O fato de o livro também trazer questões importantes para a sociedade, nos faz pensar sobre o preconceito, sobre a limitação que as pessoas impõe a vida dos outros, sobre empatia, sobre respeito. A história de amor que aparece pode soar como uma história simples de dois homens que se relacionam, mas há mais ali na relação existente entre o narrador e seu silencioso companheiro. Há uma história de doação (no sentido mais amplo que essa palavra pode alcançar). A viagem que fazem se torna, para nós leitores, uma viagem pela convivência, pela parceira, pelo companheirismo, pela dedicação, pela abnegação, pelo desprendimento de si mesmo, pelo respeito ao outro.

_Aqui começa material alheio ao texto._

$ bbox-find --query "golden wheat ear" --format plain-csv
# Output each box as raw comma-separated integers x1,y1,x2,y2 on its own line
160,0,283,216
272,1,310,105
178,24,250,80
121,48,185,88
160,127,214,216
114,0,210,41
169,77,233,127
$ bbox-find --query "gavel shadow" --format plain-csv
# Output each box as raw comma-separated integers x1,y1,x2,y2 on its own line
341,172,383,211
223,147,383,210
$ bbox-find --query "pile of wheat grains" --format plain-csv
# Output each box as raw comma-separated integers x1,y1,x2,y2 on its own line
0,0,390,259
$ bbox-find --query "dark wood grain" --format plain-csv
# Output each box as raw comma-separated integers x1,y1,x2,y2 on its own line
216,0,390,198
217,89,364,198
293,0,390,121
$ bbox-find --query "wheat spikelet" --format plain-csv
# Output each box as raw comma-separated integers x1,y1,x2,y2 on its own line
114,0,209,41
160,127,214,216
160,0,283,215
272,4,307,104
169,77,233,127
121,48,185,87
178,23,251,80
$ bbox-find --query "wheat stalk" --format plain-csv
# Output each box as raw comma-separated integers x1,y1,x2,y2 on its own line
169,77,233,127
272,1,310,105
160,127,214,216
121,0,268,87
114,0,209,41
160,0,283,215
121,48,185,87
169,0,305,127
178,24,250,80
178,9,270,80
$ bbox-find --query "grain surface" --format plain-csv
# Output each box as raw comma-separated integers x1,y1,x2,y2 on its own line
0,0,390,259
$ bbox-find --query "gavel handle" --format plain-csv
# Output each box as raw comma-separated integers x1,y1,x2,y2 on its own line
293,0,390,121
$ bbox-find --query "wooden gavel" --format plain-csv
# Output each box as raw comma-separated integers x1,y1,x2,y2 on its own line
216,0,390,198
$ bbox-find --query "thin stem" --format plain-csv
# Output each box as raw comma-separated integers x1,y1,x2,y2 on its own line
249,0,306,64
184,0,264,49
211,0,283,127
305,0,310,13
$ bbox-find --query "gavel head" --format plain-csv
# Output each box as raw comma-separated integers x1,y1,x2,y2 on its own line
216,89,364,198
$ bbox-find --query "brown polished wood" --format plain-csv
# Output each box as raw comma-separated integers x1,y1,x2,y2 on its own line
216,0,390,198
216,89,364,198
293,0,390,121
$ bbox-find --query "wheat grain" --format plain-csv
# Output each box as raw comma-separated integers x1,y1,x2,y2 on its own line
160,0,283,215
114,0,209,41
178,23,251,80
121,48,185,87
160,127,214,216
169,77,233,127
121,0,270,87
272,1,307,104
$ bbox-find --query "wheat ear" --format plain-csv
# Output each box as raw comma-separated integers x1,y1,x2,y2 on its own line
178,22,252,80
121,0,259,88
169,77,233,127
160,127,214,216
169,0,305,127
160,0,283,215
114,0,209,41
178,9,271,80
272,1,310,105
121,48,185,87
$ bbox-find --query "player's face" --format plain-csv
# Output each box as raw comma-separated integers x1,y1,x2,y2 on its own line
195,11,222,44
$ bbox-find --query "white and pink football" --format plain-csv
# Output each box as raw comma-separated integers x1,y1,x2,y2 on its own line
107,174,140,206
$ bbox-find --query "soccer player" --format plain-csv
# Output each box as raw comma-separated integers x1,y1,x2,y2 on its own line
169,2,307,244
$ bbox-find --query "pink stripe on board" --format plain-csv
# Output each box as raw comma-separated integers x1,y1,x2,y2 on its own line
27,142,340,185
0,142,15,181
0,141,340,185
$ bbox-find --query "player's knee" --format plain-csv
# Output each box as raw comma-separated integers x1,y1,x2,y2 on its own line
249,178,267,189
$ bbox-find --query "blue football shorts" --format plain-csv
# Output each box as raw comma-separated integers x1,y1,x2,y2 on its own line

"Quando me sinto andar na onda do desespero, penso então no amor. Porque é o amor que nos salva, o amor muda tudo, o amor torna possível o impossível, belo o feio, aceitável o inaceitável."
Emocionante e envolvente, são esses os adjetivos que me surgem enquanto penso sobre a obra de Ferzan. Terminei de ler exclamando: Que livro sensacional!
Você é minha vida é um livro que nos faz viajar. Viajar com personagens singulares, viajar por paisagens que despertam nosso imaginário, viajar por eventos que suscitam reflexão, viajar por um sentimento que mexe com o ser humano: o amor.
Você é minha vida é um livro que nos faz viajar. Viajar com personagens singulares, viajar por paisagens que despertam nosso imaginário, viajar por eventos que suscitam reflexão, viajar por um sentimento que mexe com o ser humano: o amor.
Sobre o autor:
Ferzan Ozpetek | Foto: Divulgação |
Ferzan Ozpetek nasceu em Istambul e vive em Roma desde 1976. O primeiro filme que escreveu e dirigiu, Il bagno turco (O banho turco), foi exibido no Festival de Cannes em 1997 e obteve grande sucesso. Com Harem Suare (1999) e Le fate ignoranti (Um amor quase perfeito, 2001) passou a ser um dos principais diretores na Europa. Seus filmes seguintes La finestra di fronte (A janela da frente, 2003) Cuore sacro (Sagrado Coração, 2005) Saturno contro (Saturno em oposição, 2007) Un giorno perfetto (Um dia perfeito, 2008) Mine vaganti (O primeiro que disse, 2010) Magnifica presenza (Magnífica presença, 2012) e Allacciate le cinture (Apertem os cintos, 2014) trouxeram ainda mais sucesso. Dirigiu as óperas Aida (2011) e La Traviata (2012). Em 2008, o Museu de Arte Moderna (MoMa) em Nova Iorque dedicou uma retrospectiva a Ozpetek, que recebeu muitos prêmios por seus filmes exibidos em diversos países. Seu primeiro romance Rosso Istanbul foi publicado em 2014 e o segundo Você é minha vida em 2016. Seu trabalho ainda não é muito conhecido no Brasil, especialmente como escritor. Você é minha vida é a porta de entrada para o imaginário cinematográfico de Ozpetek, no qual se encontram as origens de muitos personagens e histórias e onde também confluem a estética e a escritura que distinguem os seus multifacetados filmes.